March 27, 2015 5:09 am ET
Deputy Sergeant Weiss pays $2,000 restitution to victim in exchange for case going to inactive docket. Vontran and Hartsock seek jury trial
Source: Give Me a Plea Deal, Stat-STET!
One down, two to go in the faulty eviction/burglary case. And the first round went pretty much as expected.
But when did I expect today’s outcome? Honestly, I became certain of it last night, when the victim did no return my phone call. It was then that I realized the case had finally settled (as in “settlement”) to the point that everyone was satisfied.
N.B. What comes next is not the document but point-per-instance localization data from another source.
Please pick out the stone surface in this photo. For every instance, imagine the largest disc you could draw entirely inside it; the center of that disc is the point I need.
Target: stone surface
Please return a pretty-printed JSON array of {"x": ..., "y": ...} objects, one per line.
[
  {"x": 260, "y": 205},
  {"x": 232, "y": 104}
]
The distance between the two sides was (as it usually is in these cases) money. This almost sounds like a civil matter, but don’t underestimate the key role that restitution plays in how the State proceeds in criminal matters.
I left the hearing on the Government Center in Towson early to witness the action, and I drove to the Essex District Courthouse expecting things to go calmly and smoothly.
Allow me to take a detour here for a moment. When I walked into the courthouse, it was like going back in time. Many of the court bailiffs are retired police officers with whom I used to work. A lifetime went by as I shook some hands with former colleagues.
OK, now back to the story.
I headed to Courtroom 3 when I noticed Sheriff Fisher standing in the hallway with Sgt. Weiss, as well as numerous other people. Everyone looked pretty confident, which confirmed my suspicions even more.
I took my seat and heard the whisperings from the County State’s Attorney, who was explaining to those around her what was going to happen. They even brought in a judge from Harford County to give absolutely no appearance of favoritism.
Anticipation was high when the defendants and lawyers entered the courtroom. Sgt. Weiss’ case was first, and it didn’t take long for him to utter a couple of “Yes sir” responses to the judge and his attorney before he accepted his fate. In exchange for paying the victim $2,000 in restitution and keeping his distance from her, Sgt. Weiss had his case placed on the STET (inactive) docket.
But while round one lacked drama, rounds two and three seemed like they could get interesting.
When it came time for Mr. Vontran and Ms. Alexandra Hartsock to “face the music,” so to speak, they pulled a rather shocking move in my opinion—they prayed a jury trial, which is scheduled to take place on June 5.
For the life of me, I can’t figure that one out, folks. Maybe there is something in those constable reports the County failed to turn over in response to my PIA.
Could it be the trump card? The smoking gun? We shall see.
The final question I have is, why was the Sheriff there at all? Was it to make sure justice was served, or STETed?
At least now Sgt. Weiss can return to duty. Oh, wait—that’s right—he never left.